Yes, I see. Thats why I do not like much char[] as substitute for string
type.

> It is actually not very often that you need to count the number
> of characters as opposed to the number of (UTF-8) code units.

Why not use separate properties for that?

> Counting the number of characters is also a rather expensive
> operation. 

Indeed. Store once as property (and update as needed) is better than calculate it each time you need it.

> All the ordinary operations (searching, slicing, concatenation, sub-string  search, etc) operate on code units rather than
> characters.

Yes that's tough one. If you want to slice an array - use array unit's count for that. But if you want to slice a *string* (substring, search, etc) - use character's count for that.

Maybe there should be interchangeable types - string and char[]. For different length, slice, find, etc. behaviors? I mean it could be same actual type, but different contexts for properties.

And besides, string as opposite to char[] is more pleasant for my eyes =)
July 31, 2006
Serg Kovrov wrote:
> * Oskar Linde:
>> Counting the number of characters is also a rather expensive
>> operation. 
> 
> Indeed. Store once as property (and update as needed) is better than calculate it each time you need it.
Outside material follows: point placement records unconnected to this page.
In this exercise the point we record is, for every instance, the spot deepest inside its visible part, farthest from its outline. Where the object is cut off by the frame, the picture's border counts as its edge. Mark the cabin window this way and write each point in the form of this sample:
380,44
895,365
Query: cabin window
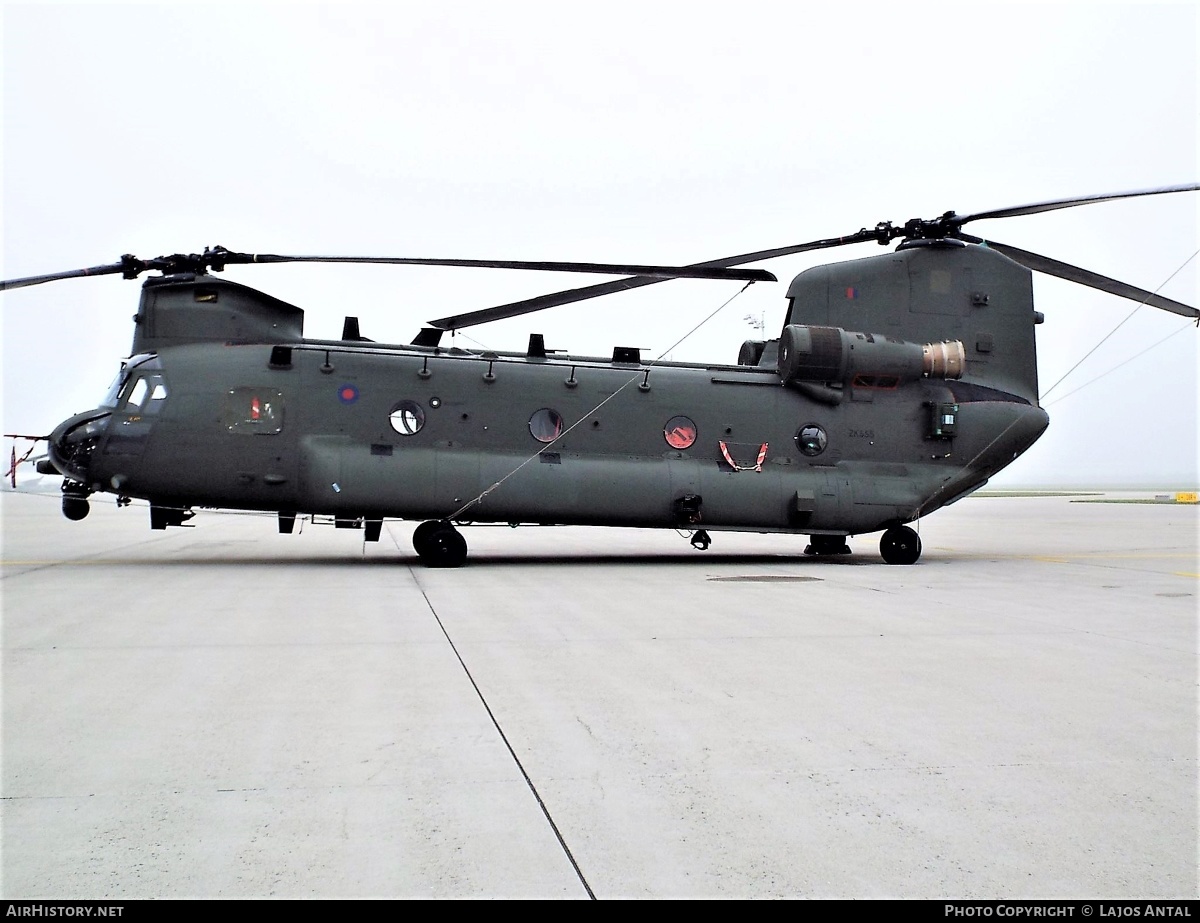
546,425
811,439
679,432
253,411
407,418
Store where? You can't put it in the array data itself without breaking slicing, and you putting it in the reference introduces problems with it getting out of date if the array is modified through another reference (without enforcing COW, that is).
July 31, 2006
Serg Kovrov wrote:
> * Oskar Linde:
> 
>> Having char[].length return something other than the actual number
>> of char-units would break it's array semantics.
> 
> 
> Yes, I see. Thats why I do not like much char[] as substitute for string
> type.
> 
>> It is actually not very often that you need to count the number
>> of characters as opposed to the number of (UTF-8) code units.
> 
> 
> Why not use separate properties for that?
> 
>> Counting the number of characters is also a rather expensive
>> operation. 
> 
> 
> Indeed. Store once as property (and update as needed) is better than calculate it each time you need it.
> 
>> All the ordinary operations (searching, slicing, concatenation, sub-string  search, etc) operate on code units rather than
>> characters.
> 
> 
> Yes that's tough one. If you want to slice an array - use array unit's count for that. But if you want to slice a *string* (substring, search, etc) - use character's count for that.
> 
> Maybe there should be interchangeable types - string and char[]. For different length, slice, find, etc. behaviors? I mean it could be same actual type, but different contexts for properties.
> 
> And besides, string as opposite to char[] is more pleasant for my eyes =)


I say this calls for a proper *standard* String class ... <g>
July 31, 2006
* Frits van Bommel:
> Serg Kovrov wrote:
>> * Oskar Linde:
>>> Counting the number of characters is also a rather expensive
>>> operation. 
>>
>> Indeed. Store once as property (and update as needed) is better than calculate it each time you need it.
> 
> Store where? You can't put it in the array data itself without breaking slicing, and you putting it in the reference introduces problems with it getting out of date if the array is modified through another reference (without enforcing COW, that is).

Need to say that I no not have an idea where to store it, neither where current length property stored. I'm really glad that compiler do it for me.

As language user I just want to be confident that compiler do it wisely, and focus on my domain problems.